In Washington’s latest attempt to control women’s bodies, President Bush in April signed into law the so-called “Unborn Victims of Violence” Act (UWA). The law states that if someone attacks a pregnant woman, it counts as two crimes against a human being, not one. On its surface the new law seems beyond reproach.
But the UWA is hiding behind a fig leaf of political correctness. The new law de facto elevates the status of a fetus or embryo to a human being. Under UWA, women who choose to terminate a pregnancy, or doctors who perform abortions, could conceivably be charged with a crime, though proponents of the law claim no.

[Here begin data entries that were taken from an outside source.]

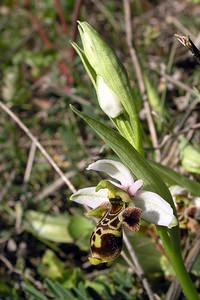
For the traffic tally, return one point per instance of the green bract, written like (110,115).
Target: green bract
(111,82)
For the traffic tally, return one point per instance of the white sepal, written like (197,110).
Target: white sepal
(155,209)
(108,100)
(114,169)
(88,196)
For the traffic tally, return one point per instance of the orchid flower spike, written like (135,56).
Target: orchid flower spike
(119,202)
(155,209)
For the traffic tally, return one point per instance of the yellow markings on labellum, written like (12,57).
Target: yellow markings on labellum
(106,240)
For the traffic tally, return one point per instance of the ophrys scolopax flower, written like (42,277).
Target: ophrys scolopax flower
(117,203)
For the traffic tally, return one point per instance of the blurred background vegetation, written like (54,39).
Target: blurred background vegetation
(44,239)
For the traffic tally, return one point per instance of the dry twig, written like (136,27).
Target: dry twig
(140,79)
(40,147)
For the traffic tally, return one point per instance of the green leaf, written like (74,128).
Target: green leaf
(190,156)
(173,178)
(139,166)
(145,249)
(31,290)
(58,291)
(196,266)
(130,157)
(86,63)
(52,228)
(51,266)
(80,229)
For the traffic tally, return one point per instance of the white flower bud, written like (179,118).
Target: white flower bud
(108,100)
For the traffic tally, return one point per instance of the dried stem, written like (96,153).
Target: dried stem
(138,269)
(140,78)
(37,143)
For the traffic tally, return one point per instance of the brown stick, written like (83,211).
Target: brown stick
(40,147)
(60,12)
(140,79)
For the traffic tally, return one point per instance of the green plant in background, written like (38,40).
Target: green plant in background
(107,74)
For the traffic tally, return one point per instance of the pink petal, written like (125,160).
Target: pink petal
(134,188)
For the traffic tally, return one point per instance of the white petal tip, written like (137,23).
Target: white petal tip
(173,223)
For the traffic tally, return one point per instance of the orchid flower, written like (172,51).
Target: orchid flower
(120,201)
(154,208)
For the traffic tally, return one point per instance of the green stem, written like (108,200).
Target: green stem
(176,260)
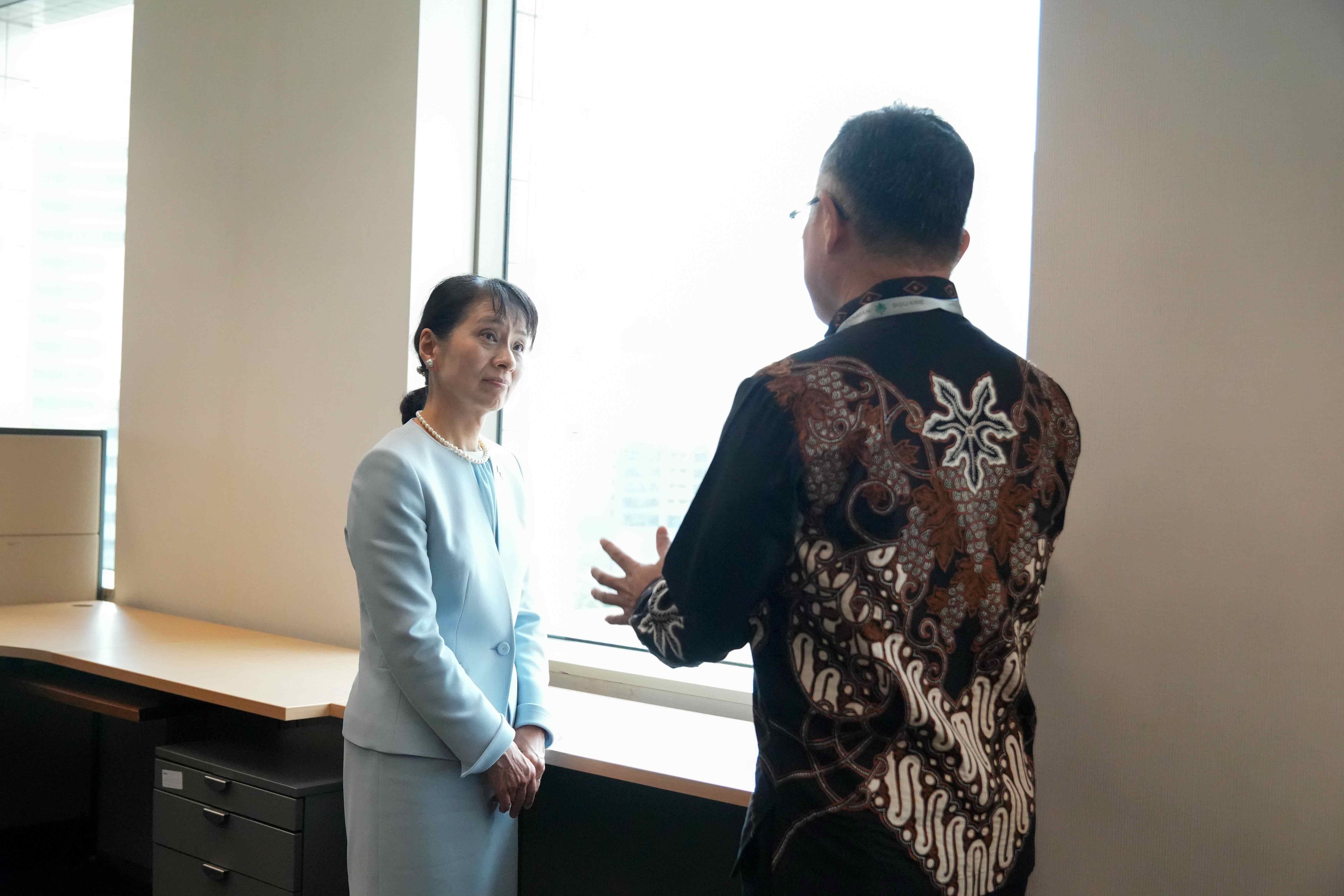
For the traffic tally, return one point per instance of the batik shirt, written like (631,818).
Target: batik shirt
(877,523)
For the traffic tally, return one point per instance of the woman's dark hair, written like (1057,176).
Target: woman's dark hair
(448,305)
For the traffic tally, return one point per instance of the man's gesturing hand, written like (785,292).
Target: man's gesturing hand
(627,590)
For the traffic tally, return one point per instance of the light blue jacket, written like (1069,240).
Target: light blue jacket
(451,653)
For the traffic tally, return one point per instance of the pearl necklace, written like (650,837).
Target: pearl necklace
(486,452)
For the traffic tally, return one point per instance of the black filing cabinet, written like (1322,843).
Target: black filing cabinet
(256,817)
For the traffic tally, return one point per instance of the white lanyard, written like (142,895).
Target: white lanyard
(901,305)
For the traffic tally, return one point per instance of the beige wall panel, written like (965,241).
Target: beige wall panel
(1189,293)
(49,569)
(50,484)
(268,272)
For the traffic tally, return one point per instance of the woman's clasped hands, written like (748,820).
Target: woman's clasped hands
(515,777)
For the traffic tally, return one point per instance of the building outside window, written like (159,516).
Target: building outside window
(65,105)
(655,156)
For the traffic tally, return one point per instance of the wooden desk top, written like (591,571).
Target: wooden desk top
(291,679)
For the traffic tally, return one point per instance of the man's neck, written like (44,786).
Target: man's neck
(858,280)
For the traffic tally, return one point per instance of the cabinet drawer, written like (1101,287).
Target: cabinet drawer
(179,875)
(230,796)
(230,842)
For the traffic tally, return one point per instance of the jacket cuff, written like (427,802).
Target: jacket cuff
(534,714)
(494,750)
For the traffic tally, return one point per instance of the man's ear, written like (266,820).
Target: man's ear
(832,226)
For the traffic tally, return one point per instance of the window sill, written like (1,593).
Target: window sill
(713,688)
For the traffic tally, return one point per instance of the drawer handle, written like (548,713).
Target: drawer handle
(214,872)
(214,816)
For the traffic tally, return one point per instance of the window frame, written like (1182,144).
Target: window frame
(632,674)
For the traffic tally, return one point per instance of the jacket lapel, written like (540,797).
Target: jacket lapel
(510,554)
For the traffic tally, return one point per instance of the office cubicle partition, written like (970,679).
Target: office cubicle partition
(52,515)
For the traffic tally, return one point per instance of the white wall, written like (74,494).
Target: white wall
(1189,293)
(268,280)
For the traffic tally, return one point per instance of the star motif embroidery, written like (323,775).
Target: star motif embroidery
(970,428)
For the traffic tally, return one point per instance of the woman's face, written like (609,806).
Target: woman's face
(480,362)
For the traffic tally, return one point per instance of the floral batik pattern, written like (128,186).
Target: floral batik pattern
(912,601)
(660,621)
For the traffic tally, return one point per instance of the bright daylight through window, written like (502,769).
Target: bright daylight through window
(655,158)
(64,117)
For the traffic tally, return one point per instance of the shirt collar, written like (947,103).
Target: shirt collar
(931,287)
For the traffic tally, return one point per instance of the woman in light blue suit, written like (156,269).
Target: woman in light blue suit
(447,723)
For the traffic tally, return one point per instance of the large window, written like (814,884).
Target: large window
(64,119)
(656,152)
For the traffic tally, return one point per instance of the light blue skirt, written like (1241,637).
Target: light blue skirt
(415,827)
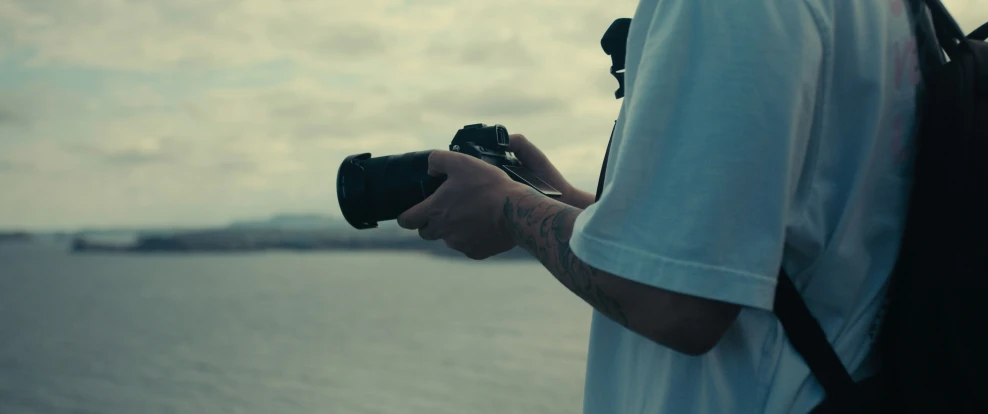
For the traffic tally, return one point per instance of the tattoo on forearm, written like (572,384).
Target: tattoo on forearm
(543,227)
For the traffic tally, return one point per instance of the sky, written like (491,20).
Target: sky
(117,113)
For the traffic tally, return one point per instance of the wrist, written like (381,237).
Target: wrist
(577,198)
(515,198)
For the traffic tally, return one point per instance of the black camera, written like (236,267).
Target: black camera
(370,190)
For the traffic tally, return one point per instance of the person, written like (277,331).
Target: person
(753,135)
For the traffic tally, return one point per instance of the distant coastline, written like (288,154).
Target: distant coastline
(286,232)
(15,237)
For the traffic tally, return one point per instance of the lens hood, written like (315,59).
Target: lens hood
(351,192)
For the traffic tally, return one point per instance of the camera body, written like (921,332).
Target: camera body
(370,190)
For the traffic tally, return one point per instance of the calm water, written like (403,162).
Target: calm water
(285,333)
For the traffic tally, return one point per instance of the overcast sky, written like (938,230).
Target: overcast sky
(198,112)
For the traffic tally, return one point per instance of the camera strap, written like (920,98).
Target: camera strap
(603,168)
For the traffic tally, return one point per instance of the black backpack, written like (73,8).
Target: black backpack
(933,340)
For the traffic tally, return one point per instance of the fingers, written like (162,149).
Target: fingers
(441,162)
(518,143)
(417,216)
(527,153)
(428,232)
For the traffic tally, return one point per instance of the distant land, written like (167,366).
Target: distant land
(281,232)
(15,237)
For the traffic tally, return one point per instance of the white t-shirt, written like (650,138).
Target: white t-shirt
(752,133)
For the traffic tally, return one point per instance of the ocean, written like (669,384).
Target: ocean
(281,333)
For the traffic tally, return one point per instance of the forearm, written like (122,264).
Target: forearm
(543,226)
(687,324)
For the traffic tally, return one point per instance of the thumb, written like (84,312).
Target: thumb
(440,162)
(417,216)
(529,155)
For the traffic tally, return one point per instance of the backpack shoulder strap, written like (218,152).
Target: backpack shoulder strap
(810,341)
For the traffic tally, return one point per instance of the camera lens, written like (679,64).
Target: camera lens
(370,190)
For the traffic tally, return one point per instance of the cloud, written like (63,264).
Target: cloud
(203,111)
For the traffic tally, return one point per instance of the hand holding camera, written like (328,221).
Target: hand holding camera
(370,190)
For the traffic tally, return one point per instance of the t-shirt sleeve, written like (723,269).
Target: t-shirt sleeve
(708,149)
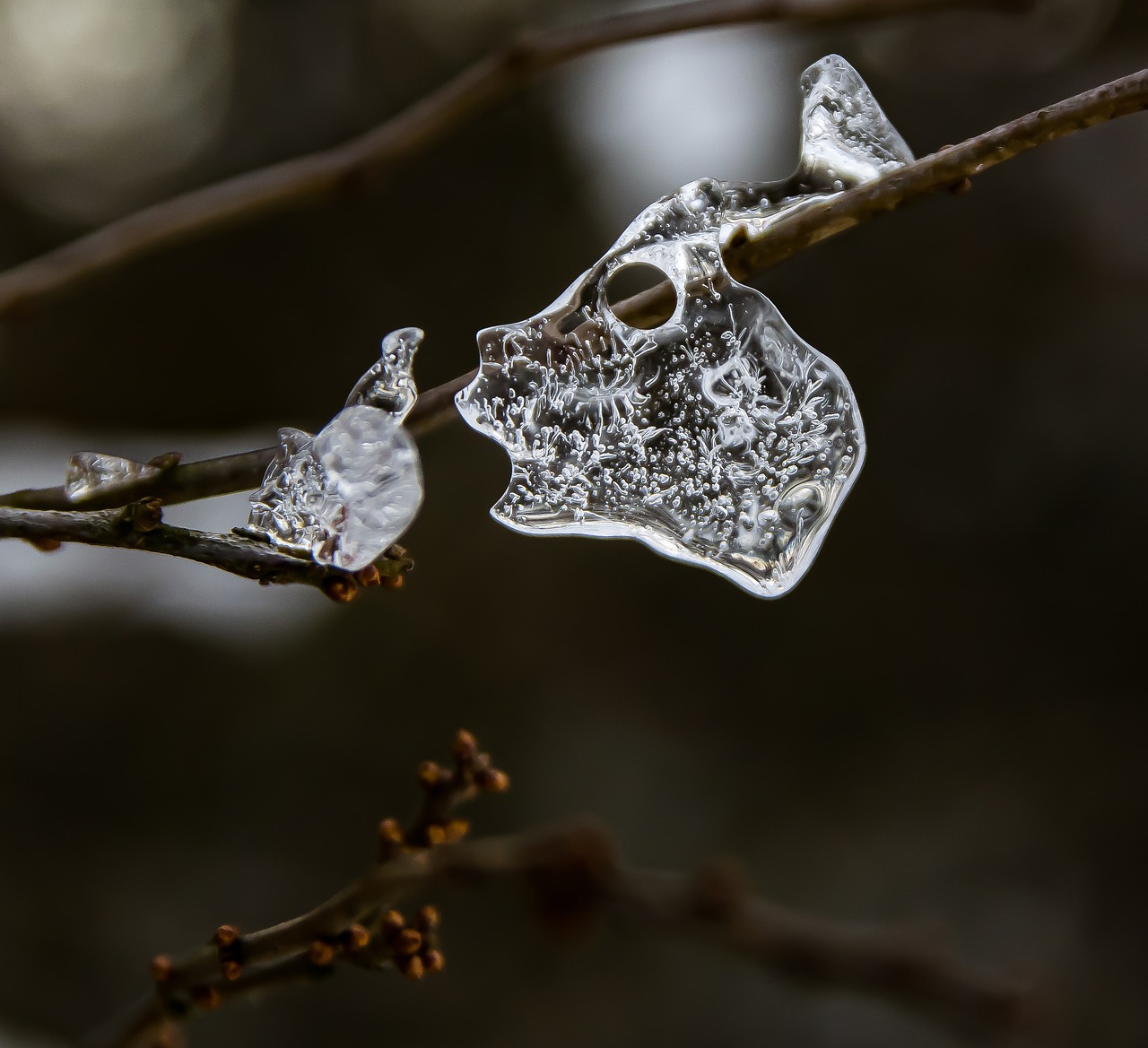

Pro-choice organizations quickly condemned the law for its deceptiveness. Planned Parenthood Federation president Gloria Feldt called UWA an “anti-choice strategy to make women’s bodies mere vessels by creating legal personhood for the fetus.” This was the second anti-choice law in six months that Bush signed. The first, the so-called “Partial Birth Abortion” law, went into effect in November and is being challenged in the courts. At one trial, in Nebraska, a doctor testifying for the Justice Department ended up admitting that the procedure, which is known as the “D and X,” could in some instances be medically necessary in order to save the mother’s life.
And in a capitulation to right-wing groups, the FDA in May refused to approve over-the-counter status to Plan B, the so-called “morning-after” pill. But six states, and 33 countries, already sell Plan B without a prescription. Moreover the FDA’s action came after two expert advisory committees to the FDA had already voted overwhelmingly in favor of selling the pill over the counter. Association for Women in Psychology spokesperson Paula J. Caplan has issued a statement that “The FDA’s Plan B decision represents another example in a disturbing trend of politicization of science by the federal government to the detriment of women’s health.”